My take on the inventory requirements needed to run a business is highly based on the Lean systems and Six Sigma strategies, besides Kanban because these methods help to efficiently control the inventory requirements of the business without putting pressure upon the inventory carrying costs. Besides, for the basic level understand, the Break-analysis is equally helpful to comprehend the inventory requirements to run a business, the ratio analysis and also capacity planning. Let us view all of them in brief:
CAPACITY PLANNING FOR INVENTORY REQUIREMENTS:
Capacity planning helps in the determination of the Plant’s production capacity that is capable to meeting the demands of the Organization’s production activities. It is a long-term conceptual tool in Product and Operations Management that helps to understand whether the production capacity is sufficient enough to meet the capacity levels as required by the Master schedules. Moreover, upon evaluating the differences between the available capacity and the required capacity, Capacity Planning concept in turn is useful to negotiate any required changes to the Master schedules accordingly. The capacity requirements could be therefore altered to match the Production and Marketing demand based on various activities such as adding of more shifts to boost the capacity of production or application of overtime allowances in order improve the performance levels of the workers, subcontracted labor force or deployment of additional machinery and equipment, etc. As this concept does not consider any schedule receipts neither the actual inventories nor stock in hand while estimating the capacity requirements, ‘Capacity planning’ is simply a statement of gross production requirements. Thus, this tool is basically undertaken to evaluate the important resources against the validity of the Master schedules in order to generate the MRP plans in an exhaustive manner. In terms business, it therefore helps in Inventory control.
INVENTORY VELOCITY RATIO:
The ratio is usually expressed as number of times the stock has turned over. Inventory management forms the crucial part of working capital management. As a major portion of the bank advance is for the holding of inventory, a study of the adequacy of abundance of the stocks held by the company in relation to its production needs requires to be made carefully by the bank.

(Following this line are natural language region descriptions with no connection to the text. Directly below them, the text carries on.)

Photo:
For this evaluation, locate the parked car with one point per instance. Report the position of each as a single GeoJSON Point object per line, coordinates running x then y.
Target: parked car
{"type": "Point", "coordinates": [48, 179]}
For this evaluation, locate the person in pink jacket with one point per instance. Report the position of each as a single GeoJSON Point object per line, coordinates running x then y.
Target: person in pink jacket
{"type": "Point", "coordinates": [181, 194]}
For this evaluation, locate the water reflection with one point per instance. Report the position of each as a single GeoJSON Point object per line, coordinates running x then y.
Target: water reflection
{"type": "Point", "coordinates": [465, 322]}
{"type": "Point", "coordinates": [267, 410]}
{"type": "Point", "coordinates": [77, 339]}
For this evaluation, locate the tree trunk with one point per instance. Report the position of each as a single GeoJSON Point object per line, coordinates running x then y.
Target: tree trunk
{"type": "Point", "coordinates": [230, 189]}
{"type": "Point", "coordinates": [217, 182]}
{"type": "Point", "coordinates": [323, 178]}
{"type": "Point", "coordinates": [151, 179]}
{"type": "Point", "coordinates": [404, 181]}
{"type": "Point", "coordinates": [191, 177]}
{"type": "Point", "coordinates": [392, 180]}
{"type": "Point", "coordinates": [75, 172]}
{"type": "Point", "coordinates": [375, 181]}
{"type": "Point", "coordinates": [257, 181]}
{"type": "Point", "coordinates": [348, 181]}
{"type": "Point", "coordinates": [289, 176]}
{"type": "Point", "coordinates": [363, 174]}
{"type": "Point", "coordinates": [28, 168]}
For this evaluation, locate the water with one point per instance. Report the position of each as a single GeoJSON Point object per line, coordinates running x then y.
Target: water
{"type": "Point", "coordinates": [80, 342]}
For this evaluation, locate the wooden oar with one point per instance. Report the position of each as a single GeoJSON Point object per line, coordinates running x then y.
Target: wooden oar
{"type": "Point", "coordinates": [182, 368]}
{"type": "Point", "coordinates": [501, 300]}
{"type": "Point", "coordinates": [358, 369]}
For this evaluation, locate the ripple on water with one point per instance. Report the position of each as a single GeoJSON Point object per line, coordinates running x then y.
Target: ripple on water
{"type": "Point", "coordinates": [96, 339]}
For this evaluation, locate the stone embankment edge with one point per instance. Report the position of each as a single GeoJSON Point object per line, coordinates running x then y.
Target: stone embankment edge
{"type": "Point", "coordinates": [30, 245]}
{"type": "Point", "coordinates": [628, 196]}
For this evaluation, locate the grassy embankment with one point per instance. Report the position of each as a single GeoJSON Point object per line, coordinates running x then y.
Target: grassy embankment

A higher ratio may mean (higher turnover or less holding periods):
• The stocks are moving well and there is efficient inventory management ; or
• The stocks are purchased in small quantities. This may be harmful if sufficient quantities are not available for production needs; secondly, buying in small quantities may increase the cost.
Contrarily, a lower ratio (i.e.., lower turnover of longer holding period may be an index of (1) Accumulation of large stocks not commensurate with production requirements, (2) A reflection of inefficient inventory management or over-valuation of stocks for balance sheet purposes ; or Stagnation in sales, if stocks comprise mostly finished goods.
BREAK-EVEN ANALYSIS:
The Break-even analysis can help the management in decision making regarding the inventory control for the future decision making towards the type of inventory required that could be undertaken while decision upon product planning processes could be undertaken accordingly.
KANBAN:
Kanban cards are directly linked to the inventory levels in Work-in Progress. When the inventory levels are high, the number of Kanban cards required, would be more. Accordingly, other things remaining the same, when the container size increases and so does the demand, the items in the inventory would gradually deplete thereby impacting the number of Kanban cards required. The application of the Kanban and level production techniques are used in JIT for ensuring the material processes to be implemented and controlled.
LEAN SIX SIGMA:
Six Sigma could be useful in any industry that experiences significant non-value added time in their processes and it large enough to support the resources required to fully implement it. Be it in small or in large entities, dealing with non-value added time in processes or the optimization of resource allocation have now become feasible due to the versatility of the Lean Six sigma. In the manufacturing and service processes, where with reduction in inventory maintained and with considerable decrease in the order-to-delivery time by the Companies, by far, the concept of Six Sigma has been successfully undertaken by many Organizations in order to be efficient in serving the customers in a highly competitive market. Such as, Toyota had developed the concept of Lean Manufacturing way back about seven decades ago, which is a type of Six Sigma process and it was because of the efforts taken by Toyota that the US automobile manufacturers also started adapting to Lean-Six Sigma in more committed way.